The percentage of passwords guessed after a given number of guesses (shown in log scale), by college within Carnegie Mellon University.

If you're a student or teacher in a computer science school of a big college, chances are good that you pick stronger passwords than your peers in the arts school. In turn, the arts students usually pick better passwords than those in the business school, according to research presented this week.

The landmark study is among the first to analyze the plaintext passwords that a sizable population of users choose to safeguard high-value accounts. The researchers examined the passwords of 25,000 faculty, staff, and students at Carnegie Mellon University used to access grades, e-mail, financial transcripts, and other sensitive data. The researchers then analyzed how guessable the passwords would be during an offline attack, such as those done after hackers break into a website and steal its database of cryptographically hashed login credentials. By subjecting the CMU passwords to a cracking algorithm with a complex password policy, the researchers found striking differences in the quality of the passwords chosen by various subgroups within the university population.

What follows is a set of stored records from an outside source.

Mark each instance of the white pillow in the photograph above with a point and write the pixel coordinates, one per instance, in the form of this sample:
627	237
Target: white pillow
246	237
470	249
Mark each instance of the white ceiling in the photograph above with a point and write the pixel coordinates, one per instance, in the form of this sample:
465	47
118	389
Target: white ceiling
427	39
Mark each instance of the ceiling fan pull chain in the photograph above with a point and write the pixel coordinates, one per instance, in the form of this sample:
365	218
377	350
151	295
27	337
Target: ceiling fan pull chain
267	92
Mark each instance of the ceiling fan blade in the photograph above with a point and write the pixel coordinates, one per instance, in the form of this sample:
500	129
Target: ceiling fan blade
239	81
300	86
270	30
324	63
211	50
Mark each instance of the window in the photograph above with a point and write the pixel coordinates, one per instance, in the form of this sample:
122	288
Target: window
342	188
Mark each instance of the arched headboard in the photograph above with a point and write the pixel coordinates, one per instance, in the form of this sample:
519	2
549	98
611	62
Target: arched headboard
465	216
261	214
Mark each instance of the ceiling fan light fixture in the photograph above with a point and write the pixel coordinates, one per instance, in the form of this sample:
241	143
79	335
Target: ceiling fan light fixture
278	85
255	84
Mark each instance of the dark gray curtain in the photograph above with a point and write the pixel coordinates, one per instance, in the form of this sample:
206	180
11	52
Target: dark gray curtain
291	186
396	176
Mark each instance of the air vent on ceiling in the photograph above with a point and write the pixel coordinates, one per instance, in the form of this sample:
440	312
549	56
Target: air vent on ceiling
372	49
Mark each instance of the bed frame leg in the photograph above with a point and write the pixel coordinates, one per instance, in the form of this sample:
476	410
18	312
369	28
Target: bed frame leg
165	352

For instance, people associated with CMU's computer science and technology schools chose passwords that were more than 1.8 times stronger than those used by people in the business school. In between these two groups were people associated with the art school. Statistically speaking, passwords picked by computer science and technology users were only 68 percent as likely to be guessed as arts users and only 55 percent as likely to be cracked as people in the business school. Stated differently, the number of attempts required to successfully guess 100 arts school passwords in the typical offline crack would yield passwords for 124 people in the business school and 68 people in the computer science school.